Risk factors for HFNC failure in bronchiolitis have been studied by Abboud et al., who concluded that patients with lower RR and higher pCO2 had a higher risk of HFNC failure [9]. Guillot et al. studied 61 patients aged 0 to 24 months with bronchiolitis and reported that higher pCO2 was the only predictive factor of HFNC failure [10]. This result was consistent with our study, which concluded that hypercapnia at the second hour of HFNC management increases the risk of failure by 4.69.
A particularly notable observation in our study was that 6 out of 7 patients who were underweight at admission progressed to HFNC treatment failure (p = 0.004). This finding is consistent with previous studies showing that underweight infants often have more severe respiratory difficulties and may be less responsive to non-invasive interventions, including HFNC [11, 12].
The use of the Wang score has proven to be an effective tool in assessing the severity of the illness. This score, based on objective clinical criteria, provides a systematic and standardized evaluation of bronchiolitis severity. By integrating this score into our analysis, we were able to stratify infants into different severity groups and identify a significant correlation with HFNC treatment failure. Infants with higher scores, indicating increased bronchiolitis severity, were more likely to not respond adequately to HFNC treatment. Several studies have utilized this score to assess acute bronchiolitis severity. Pinto et al [13]. used the Wang score in their prospective study to evaluate its relevance, comparing it to other scores. They concluded it had sufficient internal validity and good reliability.

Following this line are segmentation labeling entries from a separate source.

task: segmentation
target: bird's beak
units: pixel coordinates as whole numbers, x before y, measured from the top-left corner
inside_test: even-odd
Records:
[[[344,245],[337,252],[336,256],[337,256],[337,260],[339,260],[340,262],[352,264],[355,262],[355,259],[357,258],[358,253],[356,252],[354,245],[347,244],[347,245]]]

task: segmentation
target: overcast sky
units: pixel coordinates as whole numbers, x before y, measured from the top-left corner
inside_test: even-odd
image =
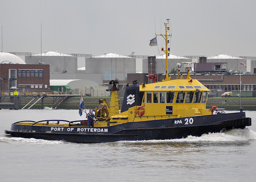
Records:
[[[169,18],[174,55],[256,56],[255,0],[0,0],[0,5],[4,52],[39,53],[41,23],[43,52],[157,55],[149,40],[156,31],[163,33]],[[157,40],[161,50],[163,39]]]

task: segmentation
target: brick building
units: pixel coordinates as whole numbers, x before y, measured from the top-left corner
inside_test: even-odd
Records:
[[[49,70],[46,64],[0,64],[1,91],[49,91]]]

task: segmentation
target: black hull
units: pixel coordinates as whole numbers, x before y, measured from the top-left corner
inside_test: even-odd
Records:
[[[5,132],[15,137],[93,143],[182,138],[219,132],[224,128],[243,128],[251,125],[251,118],[246,118],[245,113],[241,112],[130,122],[90,128],[13,124],[11,130],[5,130]]]

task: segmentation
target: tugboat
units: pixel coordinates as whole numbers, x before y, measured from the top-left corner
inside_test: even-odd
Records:
[[[150,75],[153,83],[139,85],[136,81],[126,87],[122,107],[118,100],[119,80],[111,81],[111,102],[99,100],[94,110],[94,127],[86,121],[44,120],[23,121],[12,124],[5,132],[15,137],[63,140],[76,143],[93,143],[120,141],[165,140],[200,136],[223,130],[244,128],[251,125],[251,119],[240,111],[226,114],[224,109],[212,106],[206,108],[209,89],[195,79],[189,71],[192,63],[182,63],[187,72],[186,78],[179,78],[181,64],[176,65],[178,79],[171,80],[168,73],[167,46],[169,19],[165,23],[166,74],[165,78],[155,82],[157,75]],[[120,110],[121,108],[121,111]],[[221,112],[220,112],[220,111]],[[218,114],[214,114],[215,112]]]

Several studies have attempted, retrospectively, to find a correlation between the fraction of inspired oxygen and the risk of HFNC treatment failure. Betters et al. [6] conducted a retrospective study on infants with bronchiolitis placed on HFNC. Using a logistic regression model, they showed that patients who did not respond favorably to HFNC required higher FiO2 (OR: 38.3; 95% CI p = 0.002). Sunkonkit et al. [14] demonstrated that maximum FiO2 requirements > 60% increased the risk of failure by 4.23 (p = 0.021). Our study appears to have better accuracy as we sequentially studied FiO2 requirements at multiple treatment intervals.

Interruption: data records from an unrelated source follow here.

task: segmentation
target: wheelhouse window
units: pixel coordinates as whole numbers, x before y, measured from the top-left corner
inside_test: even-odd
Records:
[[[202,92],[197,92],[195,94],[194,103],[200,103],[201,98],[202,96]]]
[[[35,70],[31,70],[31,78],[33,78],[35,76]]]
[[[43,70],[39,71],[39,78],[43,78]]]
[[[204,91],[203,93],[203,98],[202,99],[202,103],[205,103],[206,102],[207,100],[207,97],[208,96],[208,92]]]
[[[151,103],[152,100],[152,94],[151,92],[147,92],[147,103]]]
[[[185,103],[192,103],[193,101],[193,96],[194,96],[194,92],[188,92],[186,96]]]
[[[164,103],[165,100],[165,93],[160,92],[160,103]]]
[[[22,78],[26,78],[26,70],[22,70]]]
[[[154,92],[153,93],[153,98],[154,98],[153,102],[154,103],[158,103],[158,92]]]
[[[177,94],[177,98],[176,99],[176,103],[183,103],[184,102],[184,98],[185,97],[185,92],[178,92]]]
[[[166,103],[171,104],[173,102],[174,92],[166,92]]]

Close monitoring of patients on HFNC is essential as these patients are at risk of deteriorating at any time, and therapeutic escalation is possible. Aydin et al.[7] concluded that elevated heart rate and respiratory rate observed during the second hour of the monitoring period could be predictive factors for HFNC failure. This result confirms the findings of another prospective pilot study of 61 cases of bronchiolitis conducted by Mayfield et al. [15], which showed that infants who responded favorably to HFNC therapy had a significant decrease in heart rate as early as the first hour and a significant decrease in respiratory rate by the third hour. Similarly, the lack of decrease in respiratory rate was considered a predictive factor for HFNC failure in the study by Abboud et al. [9]. Our study corroborates these findings, as we found that the persistence of tachypnea and/or tachycardia increases the risk of failure by 3.1.
This study has limitations, including being conducted in a single center. With no guidelines for HFNC use in bronchiolitis, the decision to initiate and/or escalate care was based on clinical discretion. A pragmatic approach was adopted, assuming that patients requiring oxygen supplementation would have an SpO2 of less than 94% in ambient air. Secondly, from a methodological standpoint, the investigating physicians were involved in the decision-making regarding HFNC therapy.